Beginning immediately, the DFPI will review and investigate consumer complaints against previously unregulated financial products and services, including debt collectors, credit repair and consumer credit reporting agencies, debt relief companies, rent to own contractors, private school financing, and more. The shift comes as millions of Californians turn to non-traditional financial products and services to weather job losses and other financial hardships due to the coronavirus pandemic.
“Californians struggling with the economic fallout associated with the COVID-19 pandemic face increased financial pressures and are more likely to be victims of financial scams and fraud,” said DFPI Commissioner Manuel P. Alvarez. “The new law could not have come at a better time.”

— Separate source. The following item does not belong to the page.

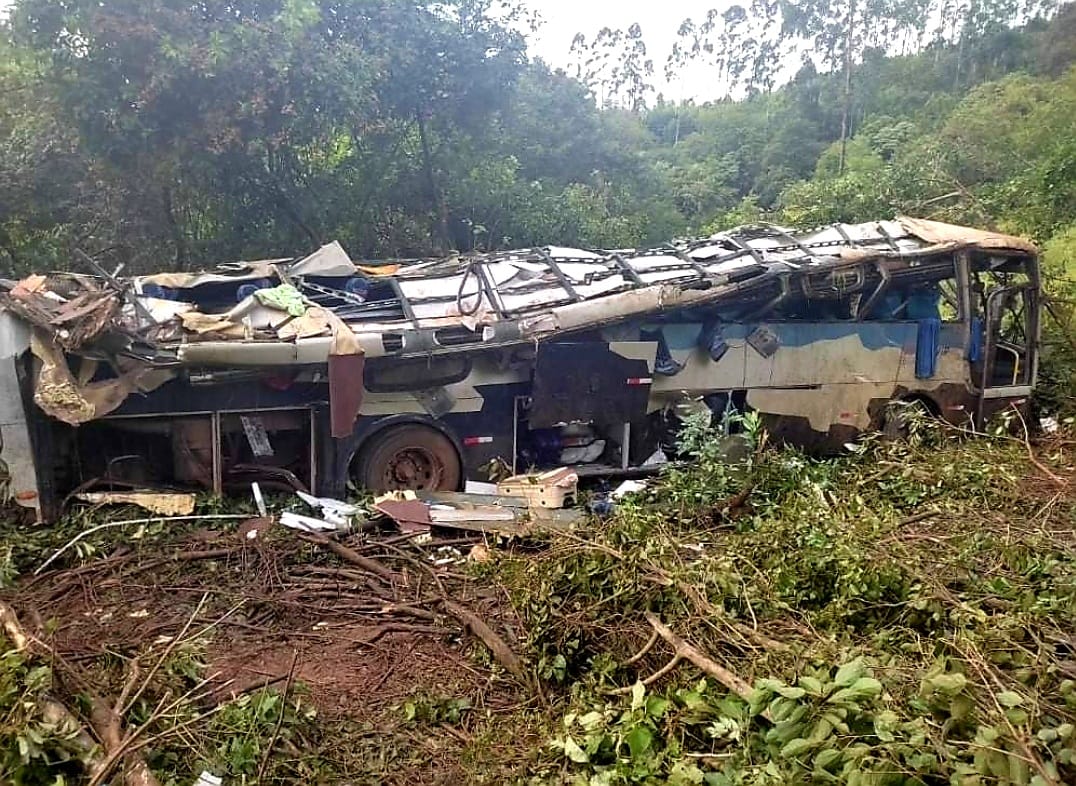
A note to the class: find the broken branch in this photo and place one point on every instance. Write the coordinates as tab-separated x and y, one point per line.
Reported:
689	653
501	653
351	556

This spring, the DFPI will launch a statewide campaign to educate California consumers on how the department can support and protect consumers. Offering translation services in dozens of languages, the DFPI hotline will help all Californians. DFPI representatives never ask questions about a callers’ immigration status.

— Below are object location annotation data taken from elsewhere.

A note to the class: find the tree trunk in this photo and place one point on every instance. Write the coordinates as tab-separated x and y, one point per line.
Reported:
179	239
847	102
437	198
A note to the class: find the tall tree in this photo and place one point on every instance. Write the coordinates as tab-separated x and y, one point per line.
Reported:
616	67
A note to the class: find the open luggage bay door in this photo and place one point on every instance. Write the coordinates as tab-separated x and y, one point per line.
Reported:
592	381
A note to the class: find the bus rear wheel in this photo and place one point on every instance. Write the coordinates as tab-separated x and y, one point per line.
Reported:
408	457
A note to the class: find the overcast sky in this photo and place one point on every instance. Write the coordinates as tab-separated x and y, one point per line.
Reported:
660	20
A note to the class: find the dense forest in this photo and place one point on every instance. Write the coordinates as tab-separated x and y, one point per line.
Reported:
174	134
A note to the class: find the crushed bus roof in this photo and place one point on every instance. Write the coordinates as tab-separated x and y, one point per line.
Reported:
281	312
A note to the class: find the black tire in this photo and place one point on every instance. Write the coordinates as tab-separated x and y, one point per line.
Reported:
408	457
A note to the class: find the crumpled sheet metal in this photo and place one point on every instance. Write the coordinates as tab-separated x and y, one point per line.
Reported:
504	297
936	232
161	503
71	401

The Department is also preparing to open a new Office of Financial Technology Innovation that will engage with new industries and consumer advocates to encourage consumer friendly innovation and job creation in California. This expansion will allow department representatives to work proactively with entrepreneurs and create a regulatory framework for responsible, emerging financial products.
The DFPI is also in the process of standing up a new Division of Consumer Financial Protection that will feature a market monitoring and research arm to keep up with emerging financial products. Consumer outreach to target vulnerable populations, such as students, new Californians, military servicemembers and senior citizens will be expanded. An ombudsman will help independently investigate complaints against the Department and work to resolve process issues.
To solicit input on implementation of the new law before beginning the regulations process, the Department last year hosted mu ltiple listening sessions with various stakeholders, including consumer advocates and businesses and individuals who believe they fall under the ‘new covered persons’ designation.
To focus on these new activities and expanded charge, the DFPI will hire 90 additional employees over the next three years. The staffing increases will be financed from department reserves for the first three years. After that, the department projects increased annual costs of $19.3 million. The additional employees represent a 13 percent staffing increase.
The new law expands DFPI’s reach, adding various types of financial products and services to DFPI’s existing territory, which includes state-chartered banks and credit unions, student loan servicers, commodities and investment advisers, money transmitters, securities issuers and broker-dealers, non-bank installment lenders, payday lenders, mortgage lenders and servicers, escrow companies, PACE administrators, and franchisors.